Of the 7 766 cases that have been referred to the relevant departments and entities since 2004, feedback has been received for only 2 811 (36 percent) cases. For the remainder (64 percent), some dating back six years, whistleblowers have been left clueless about what progress, if any, has been made.
“The PSC continues to be concerned that such a trend runs the risk of compromising the integrity of the (anti-corruption hotline) and diminishing public confidence in the government’s commitment towards fighting fraud and corruption,” the report warns.
Reported cases of fraud and bribery include instances of officials claiming overtime without rendering any duties, fraudulent subsistence and travel claims, traffic officers soliciting or accepting bribes, tender rigging, and prison wardens taking bribes to facilitate escapes, among others.
Abuse of government resources, which accounted for 985 complaints, related to officials driving state vehicles recklessly or at high speed, state vehicles serving as private taxis, and the fraudulent use of state-issued petrol cards.
The mismanagement of state funds accounted for 870 complaints and included teachers and school principals misusing school funds, senior managers instructing juniors to unlawfully authorise expenditure and other forms of irregular and wasteful spending.
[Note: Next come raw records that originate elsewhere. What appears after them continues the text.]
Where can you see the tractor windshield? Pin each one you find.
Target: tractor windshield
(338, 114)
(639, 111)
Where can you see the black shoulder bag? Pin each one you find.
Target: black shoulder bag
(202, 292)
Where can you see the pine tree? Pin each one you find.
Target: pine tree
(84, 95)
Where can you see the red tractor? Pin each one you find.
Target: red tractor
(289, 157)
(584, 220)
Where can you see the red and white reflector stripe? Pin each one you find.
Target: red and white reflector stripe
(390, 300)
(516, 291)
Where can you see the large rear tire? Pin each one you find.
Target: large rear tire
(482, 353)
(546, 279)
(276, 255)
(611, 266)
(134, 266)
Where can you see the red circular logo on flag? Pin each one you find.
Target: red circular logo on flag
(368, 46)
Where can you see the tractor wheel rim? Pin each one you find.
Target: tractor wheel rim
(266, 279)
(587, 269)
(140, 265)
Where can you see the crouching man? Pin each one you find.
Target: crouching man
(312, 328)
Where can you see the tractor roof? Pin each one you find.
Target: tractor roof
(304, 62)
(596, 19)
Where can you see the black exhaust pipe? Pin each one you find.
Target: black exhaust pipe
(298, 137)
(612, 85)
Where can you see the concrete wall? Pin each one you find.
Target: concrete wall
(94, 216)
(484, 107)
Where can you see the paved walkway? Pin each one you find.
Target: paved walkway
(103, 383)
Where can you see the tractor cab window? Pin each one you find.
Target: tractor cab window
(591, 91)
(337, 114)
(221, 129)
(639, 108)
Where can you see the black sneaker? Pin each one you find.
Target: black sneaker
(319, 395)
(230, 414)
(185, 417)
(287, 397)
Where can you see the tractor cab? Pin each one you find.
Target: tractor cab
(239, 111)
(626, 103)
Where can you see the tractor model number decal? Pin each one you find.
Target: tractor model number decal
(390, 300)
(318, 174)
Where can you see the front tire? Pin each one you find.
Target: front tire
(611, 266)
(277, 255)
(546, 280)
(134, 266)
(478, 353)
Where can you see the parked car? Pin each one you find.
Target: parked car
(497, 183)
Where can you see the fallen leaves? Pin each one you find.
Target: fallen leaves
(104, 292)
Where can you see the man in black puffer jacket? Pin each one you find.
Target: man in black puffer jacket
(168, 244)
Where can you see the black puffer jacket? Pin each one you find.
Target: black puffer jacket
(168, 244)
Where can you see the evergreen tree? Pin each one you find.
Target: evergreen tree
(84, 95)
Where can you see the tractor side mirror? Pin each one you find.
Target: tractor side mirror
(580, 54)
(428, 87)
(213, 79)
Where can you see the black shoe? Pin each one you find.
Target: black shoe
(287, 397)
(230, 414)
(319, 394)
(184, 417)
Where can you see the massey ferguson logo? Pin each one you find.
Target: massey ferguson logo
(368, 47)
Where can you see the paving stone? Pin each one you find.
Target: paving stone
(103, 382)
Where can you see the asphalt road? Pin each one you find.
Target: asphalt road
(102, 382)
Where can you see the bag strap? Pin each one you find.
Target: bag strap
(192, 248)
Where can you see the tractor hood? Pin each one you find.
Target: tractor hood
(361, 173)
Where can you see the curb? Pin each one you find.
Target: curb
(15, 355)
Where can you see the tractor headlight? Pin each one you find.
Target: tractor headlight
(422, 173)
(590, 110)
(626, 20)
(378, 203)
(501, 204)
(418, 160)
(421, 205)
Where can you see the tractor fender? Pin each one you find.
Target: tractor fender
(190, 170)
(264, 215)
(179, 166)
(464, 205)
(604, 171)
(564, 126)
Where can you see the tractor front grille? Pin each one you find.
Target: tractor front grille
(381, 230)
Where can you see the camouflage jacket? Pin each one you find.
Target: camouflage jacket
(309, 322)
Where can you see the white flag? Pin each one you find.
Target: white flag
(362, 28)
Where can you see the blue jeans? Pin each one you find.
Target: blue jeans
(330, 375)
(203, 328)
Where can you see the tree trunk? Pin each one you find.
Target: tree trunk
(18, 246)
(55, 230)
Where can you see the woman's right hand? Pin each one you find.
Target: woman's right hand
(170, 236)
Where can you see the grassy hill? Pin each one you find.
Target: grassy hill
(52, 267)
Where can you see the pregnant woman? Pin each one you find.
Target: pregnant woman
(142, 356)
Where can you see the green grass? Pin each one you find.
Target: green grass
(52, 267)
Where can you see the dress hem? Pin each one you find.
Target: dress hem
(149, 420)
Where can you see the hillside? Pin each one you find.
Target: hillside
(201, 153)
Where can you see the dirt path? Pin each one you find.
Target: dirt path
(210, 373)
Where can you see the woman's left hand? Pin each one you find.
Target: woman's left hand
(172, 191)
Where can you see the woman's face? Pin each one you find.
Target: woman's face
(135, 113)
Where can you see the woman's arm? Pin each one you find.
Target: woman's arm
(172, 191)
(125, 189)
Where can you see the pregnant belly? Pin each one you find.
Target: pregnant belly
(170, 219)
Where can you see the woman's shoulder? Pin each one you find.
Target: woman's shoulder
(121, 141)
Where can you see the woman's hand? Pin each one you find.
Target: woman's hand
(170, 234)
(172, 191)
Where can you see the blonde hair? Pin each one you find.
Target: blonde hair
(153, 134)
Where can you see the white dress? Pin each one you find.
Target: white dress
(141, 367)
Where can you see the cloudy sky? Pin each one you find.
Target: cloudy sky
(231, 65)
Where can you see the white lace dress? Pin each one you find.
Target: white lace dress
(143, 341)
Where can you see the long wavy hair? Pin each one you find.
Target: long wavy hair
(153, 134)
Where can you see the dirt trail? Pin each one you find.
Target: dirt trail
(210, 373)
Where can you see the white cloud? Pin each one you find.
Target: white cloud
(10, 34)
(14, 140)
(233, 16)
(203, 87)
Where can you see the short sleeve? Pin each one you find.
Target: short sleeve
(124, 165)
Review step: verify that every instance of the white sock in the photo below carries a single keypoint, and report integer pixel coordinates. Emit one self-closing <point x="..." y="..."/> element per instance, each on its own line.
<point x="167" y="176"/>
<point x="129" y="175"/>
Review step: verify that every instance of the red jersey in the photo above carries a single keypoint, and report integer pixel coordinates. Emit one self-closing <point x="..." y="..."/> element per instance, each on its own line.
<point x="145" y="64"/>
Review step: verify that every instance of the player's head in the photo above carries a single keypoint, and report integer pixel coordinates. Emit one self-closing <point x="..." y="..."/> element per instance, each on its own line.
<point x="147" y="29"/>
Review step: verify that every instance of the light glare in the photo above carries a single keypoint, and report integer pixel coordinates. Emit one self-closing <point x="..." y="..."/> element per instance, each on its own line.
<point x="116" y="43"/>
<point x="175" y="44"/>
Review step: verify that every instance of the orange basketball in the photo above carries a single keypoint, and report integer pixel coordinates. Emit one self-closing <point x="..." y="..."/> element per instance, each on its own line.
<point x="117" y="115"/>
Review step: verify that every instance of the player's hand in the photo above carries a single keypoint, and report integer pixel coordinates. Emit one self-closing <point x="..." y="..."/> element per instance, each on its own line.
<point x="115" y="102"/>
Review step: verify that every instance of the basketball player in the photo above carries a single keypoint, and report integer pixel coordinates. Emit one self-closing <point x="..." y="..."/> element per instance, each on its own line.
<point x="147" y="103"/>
Procurement irregularities (720 cases) included officials awarding government tenders without following policies and procedures, tenders being awarded to friends and family and tender rigging and bribery, according the PSC report.
Other complaints received included RDP housing fraud (450 cases), appointment irregularities (627 cases), social grant fraud (420 cases), identity document fraud (781 cases), unethical behaviour – such as being absent from work without leave – (580 cases), and criminal conduct (512 cases), which included teachers stealing school property, nurses stealing medicines and officials stealing government computers.
The report concludes that the government’s “poor record regarding feedback and the conclusion of cases” and the fact that “corruption is increasing” all combine to frustrate whistleblowers and will ultimately have a “negative impact on the credibility of the (anti-corruption hotline)”.